Argyle.—It was indeed a most arduous and difficult undertaking. The success of it must, I think, be thankfully ascribed, not only to the great firmness and prudence of those who had the management of it, but to the gracious assistance of Providence for the preservation of the reformed religion amongst us, which, in that conjuncture, if the union had not been made, would have been ruined in Scotland and much endangered in England. The same good Providence has watched over and protected it since, in a most signal manner, against the attempts of an infatuated party in Scotland and the arts of France, who by her emissaries laboured to destroy it as soon as formed; because she justly foresaw that the continuance of it would be destructive to all her vast designs against the liberty of Europe. I myself had the honour to have a principal share in subduing one rebellion designed to subvert it, and since my death it has been, I hope, established for ever, not only by the defeat of another rebellion, which came upon us in the midst of a dangerous war with France, but by measures prudently taken in order to prevent such disturbances for the future. The ministers of the Crown have proposed and the British legislature has enacted a wise system of laws, the object of which is to reform and to civilise the Highlands of Scotland; to deliver the people there from the arbitrary power and oppression of their chieftains; to carry the royal justice and royal protection into the wildest parts of their mountains; to hinder their natural valour from being abused and perverted to the detriment of their country; and to introduce among them arts, agriculture, commerce, tranquillity, with all the improvements of social and polished life.
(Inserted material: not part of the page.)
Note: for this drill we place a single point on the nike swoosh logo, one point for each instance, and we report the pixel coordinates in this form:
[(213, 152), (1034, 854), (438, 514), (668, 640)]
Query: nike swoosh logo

Douglas.—By what you now tell me you give me the highest idea of the great prince, your master, who, after having been provoked by such a wicked rebellion, instead of enslaving the people of the Highlands, or laying the hand of power more heavily upon them (which is the usual consequence of unsuccessful revolts), has conferred on them the inestimable blessings of liberty, justice, and good order. To act thus is indeed to perfect the union and make all the inhabitants of Great Britain acknowledge, with gratitude and with joy, that they are subjects of the same well-regulated kingdom, and governed with the same impartial affection by the sovereign and father of the whole commonwealth.
Argyle.—The laws I have mentioned and the humane benevolent policy of His Majesty’s Government have already produced very salutary effects in that part of the kingdom, and, if steadily pursued, will produce many more. But no words can recount to you the infinite benefits which have attended the union in the northern counties of England and the southern of Scotland.
Douglas.—The fruits of it must be, doubtless, most sensible there, where the perpetual enmity between the two nations had occasioned the greatest disorder and desolation.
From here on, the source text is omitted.